Deriving Stoke's Theorem From Green's Theorem

Suppose a curve  
\[C\]
  with interior  
\[B\]
  defined on  
\[{\mathbb{R}}^2\]
  has a smooth parametrization  
\[\mathbf{p}(s) = (p_1 (s) , p_2 (s)) \]
  where  
\[s\]
  is the distance along the curve.
The unit tangent to  
\[C\]
  is  
\[\mathbf{T} = ( \frac{p'_1(s)}{\sqrt{p'^2_1(s)+p'^2_2(s)}} , \frac{p'_2(s)}{\sqrt{p'^2_1(s)+p'^2_2(s)}} )\]

The unit normal to  
\[C\]
  is given by  
\[\mathbf{n(s)} =\mathbf{T'} = ( \frac{p''_1(s)}{\sqrt{p''^2_1(s)+p''^2_2(s)}} , \frac{p''_2(s)}{\sqrt{p''^2_1(s)+p''^2_2(s)}} )\]

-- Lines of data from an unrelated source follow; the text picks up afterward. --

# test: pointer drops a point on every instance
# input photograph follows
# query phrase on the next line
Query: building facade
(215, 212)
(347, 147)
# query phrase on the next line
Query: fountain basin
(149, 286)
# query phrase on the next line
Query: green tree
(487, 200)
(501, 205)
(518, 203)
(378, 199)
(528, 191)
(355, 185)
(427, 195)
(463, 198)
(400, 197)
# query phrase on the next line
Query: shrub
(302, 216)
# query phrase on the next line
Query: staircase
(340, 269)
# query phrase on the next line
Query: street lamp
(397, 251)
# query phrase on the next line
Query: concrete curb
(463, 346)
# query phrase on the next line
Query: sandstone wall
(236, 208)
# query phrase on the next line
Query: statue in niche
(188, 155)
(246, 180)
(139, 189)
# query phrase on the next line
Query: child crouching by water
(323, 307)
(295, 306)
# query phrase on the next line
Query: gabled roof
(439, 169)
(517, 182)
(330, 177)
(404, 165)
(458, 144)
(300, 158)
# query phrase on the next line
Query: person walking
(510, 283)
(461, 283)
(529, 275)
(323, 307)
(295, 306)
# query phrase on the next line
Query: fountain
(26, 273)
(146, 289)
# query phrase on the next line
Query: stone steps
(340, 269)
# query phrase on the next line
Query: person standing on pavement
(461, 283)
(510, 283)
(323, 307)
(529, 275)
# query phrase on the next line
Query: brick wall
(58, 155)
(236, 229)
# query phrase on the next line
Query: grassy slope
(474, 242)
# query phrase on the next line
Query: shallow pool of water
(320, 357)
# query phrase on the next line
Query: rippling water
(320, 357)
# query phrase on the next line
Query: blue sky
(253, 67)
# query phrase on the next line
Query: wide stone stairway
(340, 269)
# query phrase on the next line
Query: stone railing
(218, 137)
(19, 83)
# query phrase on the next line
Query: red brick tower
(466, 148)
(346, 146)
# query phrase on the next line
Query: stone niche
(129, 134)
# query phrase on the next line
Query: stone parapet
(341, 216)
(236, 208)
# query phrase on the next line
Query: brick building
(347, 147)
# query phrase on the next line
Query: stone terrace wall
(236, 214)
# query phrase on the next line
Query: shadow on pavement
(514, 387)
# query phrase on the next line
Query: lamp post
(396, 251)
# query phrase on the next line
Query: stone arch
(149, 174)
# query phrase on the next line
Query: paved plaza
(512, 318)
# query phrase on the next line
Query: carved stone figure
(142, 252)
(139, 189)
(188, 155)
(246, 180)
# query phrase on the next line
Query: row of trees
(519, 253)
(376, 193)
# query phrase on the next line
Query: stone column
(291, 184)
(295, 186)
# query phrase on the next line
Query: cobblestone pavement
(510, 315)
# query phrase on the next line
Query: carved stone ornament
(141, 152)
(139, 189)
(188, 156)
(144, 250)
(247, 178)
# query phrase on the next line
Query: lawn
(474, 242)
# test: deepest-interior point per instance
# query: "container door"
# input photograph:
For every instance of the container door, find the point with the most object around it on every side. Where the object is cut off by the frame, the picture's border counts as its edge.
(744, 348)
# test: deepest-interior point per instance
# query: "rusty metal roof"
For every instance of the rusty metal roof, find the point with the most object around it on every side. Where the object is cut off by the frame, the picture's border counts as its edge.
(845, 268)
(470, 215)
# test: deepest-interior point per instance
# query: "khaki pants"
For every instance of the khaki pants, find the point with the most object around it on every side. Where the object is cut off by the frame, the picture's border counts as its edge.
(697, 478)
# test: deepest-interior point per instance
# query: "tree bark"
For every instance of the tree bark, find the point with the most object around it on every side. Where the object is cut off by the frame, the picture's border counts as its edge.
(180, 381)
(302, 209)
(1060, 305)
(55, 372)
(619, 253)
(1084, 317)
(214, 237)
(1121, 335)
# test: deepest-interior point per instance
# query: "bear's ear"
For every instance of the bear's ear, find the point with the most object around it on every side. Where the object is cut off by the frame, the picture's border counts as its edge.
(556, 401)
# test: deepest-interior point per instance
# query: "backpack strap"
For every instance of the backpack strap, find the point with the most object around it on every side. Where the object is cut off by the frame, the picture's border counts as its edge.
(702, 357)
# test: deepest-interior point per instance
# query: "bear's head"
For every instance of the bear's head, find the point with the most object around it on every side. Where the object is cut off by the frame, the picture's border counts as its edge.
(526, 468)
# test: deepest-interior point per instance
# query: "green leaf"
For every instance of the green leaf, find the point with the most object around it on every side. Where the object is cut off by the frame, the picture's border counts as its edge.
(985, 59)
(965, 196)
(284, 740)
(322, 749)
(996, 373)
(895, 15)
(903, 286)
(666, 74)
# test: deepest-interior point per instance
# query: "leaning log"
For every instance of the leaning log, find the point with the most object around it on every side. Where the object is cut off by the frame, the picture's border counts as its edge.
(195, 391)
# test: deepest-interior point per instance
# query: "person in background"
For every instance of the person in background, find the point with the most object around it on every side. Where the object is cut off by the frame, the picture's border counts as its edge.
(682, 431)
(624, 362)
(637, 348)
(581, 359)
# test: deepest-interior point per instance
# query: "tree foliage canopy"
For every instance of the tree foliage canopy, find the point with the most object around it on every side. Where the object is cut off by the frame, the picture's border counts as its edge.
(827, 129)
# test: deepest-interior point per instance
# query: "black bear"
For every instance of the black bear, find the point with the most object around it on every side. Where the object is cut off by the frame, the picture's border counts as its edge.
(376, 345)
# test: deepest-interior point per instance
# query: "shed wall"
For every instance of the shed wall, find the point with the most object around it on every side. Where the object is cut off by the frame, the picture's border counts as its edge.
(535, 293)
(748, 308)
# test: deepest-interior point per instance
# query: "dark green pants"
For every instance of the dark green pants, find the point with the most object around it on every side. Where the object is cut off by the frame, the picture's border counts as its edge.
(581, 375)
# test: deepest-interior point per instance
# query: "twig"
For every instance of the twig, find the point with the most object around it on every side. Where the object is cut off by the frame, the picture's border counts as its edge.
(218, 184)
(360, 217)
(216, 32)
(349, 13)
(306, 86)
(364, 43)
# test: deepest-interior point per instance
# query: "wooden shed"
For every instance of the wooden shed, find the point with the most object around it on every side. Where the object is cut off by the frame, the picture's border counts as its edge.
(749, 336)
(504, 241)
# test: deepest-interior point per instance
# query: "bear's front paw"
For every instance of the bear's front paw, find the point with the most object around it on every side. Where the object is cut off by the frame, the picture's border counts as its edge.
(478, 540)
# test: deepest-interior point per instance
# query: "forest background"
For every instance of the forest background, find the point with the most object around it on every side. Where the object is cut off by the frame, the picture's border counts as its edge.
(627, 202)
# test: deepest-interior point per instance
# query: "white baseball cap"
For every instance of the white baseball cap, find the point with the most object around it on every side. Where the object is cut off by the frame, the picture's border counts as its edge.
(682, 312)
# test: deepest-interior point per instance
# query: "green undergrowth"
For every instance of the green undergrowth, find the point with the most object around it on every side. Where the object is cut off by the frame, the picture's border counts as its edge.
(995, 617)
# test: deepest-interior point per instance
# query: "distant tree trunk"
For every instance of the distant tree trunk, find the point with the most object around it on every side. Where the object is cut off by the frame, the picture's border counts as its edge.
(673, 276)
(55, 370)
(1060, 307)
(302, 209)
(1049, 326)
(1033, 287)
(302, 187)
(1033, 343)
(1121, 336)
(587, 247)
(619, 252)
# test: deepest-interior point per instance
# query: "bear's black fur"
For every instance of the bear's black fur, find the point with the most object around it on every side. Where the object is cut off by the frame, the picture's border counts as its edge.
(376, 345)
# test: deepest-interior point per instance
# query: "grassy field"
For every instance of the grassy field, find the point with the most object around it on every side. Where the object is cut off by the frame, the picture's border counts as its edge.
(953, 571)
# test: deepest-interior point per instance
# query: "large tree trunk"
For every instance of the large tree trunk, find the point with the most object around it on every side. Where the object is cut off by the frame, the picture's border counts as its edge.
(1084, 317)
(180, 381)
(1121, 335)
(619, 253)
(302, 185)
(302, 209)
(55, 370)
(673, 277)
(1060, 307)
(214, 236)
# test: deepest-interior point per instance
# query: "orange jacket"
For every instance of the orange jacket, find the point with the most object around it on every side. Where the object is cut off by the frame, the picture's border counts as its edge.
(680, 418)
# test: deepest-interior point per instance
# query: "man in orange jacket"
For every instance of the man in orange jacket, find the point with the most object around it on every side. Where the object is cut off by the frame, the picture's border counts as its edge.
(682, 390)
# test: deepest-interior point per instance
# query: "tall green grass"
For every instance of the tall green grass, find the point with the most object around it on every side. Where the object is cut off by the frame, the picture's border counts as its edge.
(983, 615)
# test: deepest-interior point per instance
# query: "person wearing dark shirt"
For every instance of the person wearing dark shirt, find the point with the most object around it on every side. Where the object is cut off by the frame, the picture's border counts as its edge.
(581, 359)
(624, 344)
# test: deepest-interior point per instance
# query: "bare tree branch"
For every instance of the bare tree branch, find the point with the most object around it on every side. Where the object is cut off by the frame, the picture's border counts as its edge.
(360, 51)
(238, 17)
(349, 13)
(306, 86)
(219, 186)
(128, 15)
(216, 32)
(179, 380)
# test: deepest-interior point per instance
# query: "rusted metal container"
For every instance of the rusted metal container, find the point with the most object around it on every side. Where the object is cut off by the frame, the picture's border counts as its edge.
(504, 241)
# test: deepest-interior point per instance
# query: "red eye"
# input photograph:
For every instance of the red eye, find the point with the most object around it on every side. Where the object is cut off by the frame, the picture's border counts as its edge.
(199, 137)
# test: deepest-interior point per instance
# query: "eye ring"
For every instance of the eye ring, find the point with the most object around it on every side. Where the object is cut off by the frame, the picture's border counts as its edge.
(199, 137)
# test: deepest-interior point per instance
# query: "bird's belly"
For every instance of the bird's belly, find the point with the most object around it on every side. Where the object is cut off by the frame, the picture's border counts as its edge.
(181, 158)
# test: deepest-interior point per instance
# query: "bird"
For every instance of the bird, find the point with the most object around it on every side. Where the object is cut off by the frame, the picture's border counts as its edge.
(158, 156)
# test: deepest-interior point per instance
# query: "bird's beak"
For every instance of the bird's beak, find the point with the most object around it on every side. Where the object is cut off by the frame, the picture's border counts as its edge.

The circulation of a force  
\[\mathbf{F}\]
  around  
\[C\]
  is defined as  
\[\oint_C F_1 \: dx + F_2 \: dy = \oint_C \mathbf{F} \cdot d \mathbf{r} ds \]

\[curl \mathbf{F} = (\frac{\partial F_2}{\partial x} - \frac{\partial F_1}{\partial y}) \mathbf{k} \]

Hence Green's Theorem  
\[\oint_C F_1 \: dx + F_2 \: dy = \int_B (\frac{\partial F_2}{\partial x} - \frac{\partial F_1}{\partial y})dx \: dy\]

can be written
\[\oint_C \mathbf{F} \cdot \mathbf{T} ds = \int \int_B curl \mathbf{F} \; dx \: dy\]

This is called Stokes Theorem.